Her very reticence encouraged Mary to a confidence she had shared with no one else. "I've known death, but had very little experience with … dying. My grandfather died when I was a child. I hardly knew it was happening. Sybil's death was sudden and, in the moment, there were doctors and nurses to care for her. Matthew went more suddenly still." She paused. The thought of Matthew dying, alone, only short hours after their son was born, always brought Mary to an abrupt halt. "It's different with Granny," she went on. "It's a slow, almost imperceptible decline. Only I fear that I'll show up one day and much more will be needed and I won't be up to it." She paused again. When had she made such a full admission of inadequacy in her life? Freddy was silent, listening. "I feel useless," Mary added.
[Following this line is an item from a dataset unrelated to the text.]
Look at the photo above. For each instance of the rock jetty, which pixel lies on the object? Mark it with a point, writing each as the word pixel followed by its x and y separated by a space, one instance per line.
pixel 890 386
Freddy wasn't looking directly at her, but Mary saw her friend's eyes narrow thoughtfully. "Then make yourself useful," Freddy said.
She might as well have directed Mary to scale Mount Everest – an impossible feat. "I don't know what to do," Mary said tersely, more impatient with her own failings than Freddy's unhelpful advice. "Or even where to start."
Now Freddy did turn to her. "Find an appropriate person and ask for help. What about your maid, Anna?"
Preoccupied as she was with thoughts of Granny, Mary could yet appreciate that Freddy had taken note of Anna. Anna! Why hadn't she thought of Anna?
"Tom said he'd pick up the slack around the estate," Mary said, beginning to see possibilities.
"Then take advantage of his offer."
"Hardly the advice of a hard-hearted businesswoman," Mary said wryly.
Freddy acknowledged this light-hearted barb with a quick smile. But when she spoke again, it was in a softer tone. "You've had a lot of loss, Mary. Memories are our only solace. Go make some."